Литмир - Электронная Библиотека
A
A

— Где твой сын? — обратился к ней начальник.

— Всякого встречного спрашиваю об этом.

Она знала, что будет говорить правду, только о Мишо и Стояне ничего не скажет, и ждала, что еще спросит начальник.

— Кого снабжала хлебом?

— Целый месяц из дому не выхожу. Соль и керосин соседи покупают.

— Муж твой где?

— Во Фракии[11] на заработках.

— Кому же ты все-таки передала хлеб? — не унимался начальник.

— Никакого хлеба я никому не давала.

— Продолжаешь стоять на своем?

— Говорю, что знаю.

Начальник подошел к ней и она невольно вдохнула приятный запах его новой одежды.

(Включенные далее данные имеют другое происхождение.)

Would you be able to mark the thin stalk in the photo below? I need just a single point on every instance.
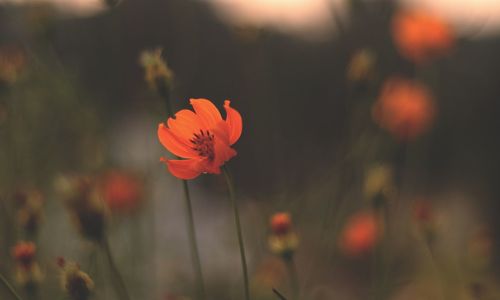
(166, 93)
(192, 238)
(275, 291)
(230, 187)
(120, 286)
(294, 279)
(10, 288)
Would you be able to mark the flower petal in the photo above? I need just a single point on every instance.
(173, 143)
(184, 169)
(208, 114)
(184, 124)
(223, 153)
(234, 122)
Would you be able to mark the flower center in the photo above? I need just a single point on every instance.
(204, 144)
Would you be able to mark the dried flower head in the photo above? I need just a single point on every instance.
(283, 240)
(361, 66)
(77, 284)
(360, 234)
(29, 205)
(24, 254)
(27, 271)
(281, 223)
(404, 108)
(157, 74)
(420, 35)
(379, 184)
(284, 245)
(12, 63)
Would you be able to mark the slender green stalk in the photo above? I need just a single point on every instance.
(277, 293)
(294, 279)
(166, 92)
(230, 187)
(10, 288)
(120, 286)
(192, 238)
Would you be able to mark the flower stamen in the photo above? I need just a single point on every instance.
(204, 144)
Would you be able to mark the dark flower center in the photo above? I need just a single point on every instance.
(204, 144)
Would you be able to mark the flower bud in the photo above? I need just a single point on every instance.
(27, 271)
(360, 234)
(29, 205)
(281, 223)
(24, 254)
(77, 284)
(361, 66)
(157, 74)
(283, 240)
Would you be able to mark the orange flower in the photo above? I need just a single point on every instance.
(423, 211)
(122, 191)
(420, 35)
(24, 254)
(202, 137)
(360, 234)
(281, 223)
(404, 108)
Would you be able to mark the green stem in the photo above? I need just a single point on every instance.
(230, 187)
(10, 288)
(120, 286)
(275, 291)
(166, 93)
(294, 279)
(192, 238)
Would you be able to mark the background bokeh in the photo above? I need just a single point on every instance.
(80, 105)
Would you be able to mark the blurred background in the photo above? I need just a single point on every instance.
(326, 137)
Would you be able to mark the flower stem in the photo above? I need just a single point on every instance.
(166, 93)
(192, 238)
(117, 278)
(294, 279)
(277, 293)
(230, 187)
(10, 288)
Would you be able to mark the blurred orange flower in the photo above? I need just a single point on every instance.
(360, 234)
(12, 62)
(121, 190)
(420, 35)
(281, 223)
(404, 108)
(202, 137)
(24, 254)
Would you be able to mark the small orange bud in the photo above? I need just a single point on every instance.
(24, 254)
(423, 212)
(360, 234)
(281, 223)
(77, 284)
(404, 108)
(420, 35)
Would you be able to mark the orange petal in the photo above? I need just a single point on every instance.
(223, 153)
(173, 143)
(207, 113)
(185, 124)
(184, 169)
(234, 122)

Скривив тонкие губы, он показал рукой.

— Видишь эту машинку?

Она не знала, что это орудие пытки, но спросила:

— Убьет?

— Может и убить.

— Смерть легче мучений.

— Суд тоже может приговорить к смерти.

— За что же меня судить?

— За то, что сына в лес пустила.

— Тоже придумали — матерей судить за вину сыновей. Да ежели бы я ведала, что он в лес уйдет…

— Хватит болтать!

Начальник быстрыми шагами подошел к столу и несколько раз нажал кнопку звонка.

В комнату вошел человек в штатском. Он был аккуратно одет, гладко причесан. Вагрила не испугалась его. Штатский даже не спросил, зачем его вызвали. Размотав, присоединенные к машинке провода, он подозвал Вагрилу и сунул ей в руки их оголенные концы. Она спокойно взяла их. Спустя мгновенье концы проводов словно вонзились в ладони. Она хотела бросить их, но не смогла. Сотрясаемая дрожью, попыталась сказать что-то, но только простонала и, как будто споткнувшись, упала, скорчилась на ковре…

Через некоторое время она открыла глаза. Блестящие концы проводов лежали рядом с ее руками. Приятное, как сон, мгновение забытья прошло, она встрепенулась, подумав, что неприлично лежать так на ковре, и быстро встала. Ноги подкашивались, и она ухватилась за стул, на котором недавно сидела.

— Встать прямо! — вскричал начальник.

Вагрила взглянула на свои ладони, словно боясь, что испачкала дорогую обивку стула. Человек в штатском приблизился к ней и тяжелым кулаком ткнул ее в лицо. Из рассеченной губы потекла струйка крови. Вагрила даже не вытерла ее.

— Где твой сын?

— Не знаю.

Человек в штатском, стиснув зубы, снова ее удалил. Вагрила покачнулась.

— Где сын?

— Не знаю.

Снова удары и снова вопросы:

— Где твой сын?

— Не знаю.

Начальник был раздражен ее упорством.

— Может, она действительно не знает, — заметила женщина.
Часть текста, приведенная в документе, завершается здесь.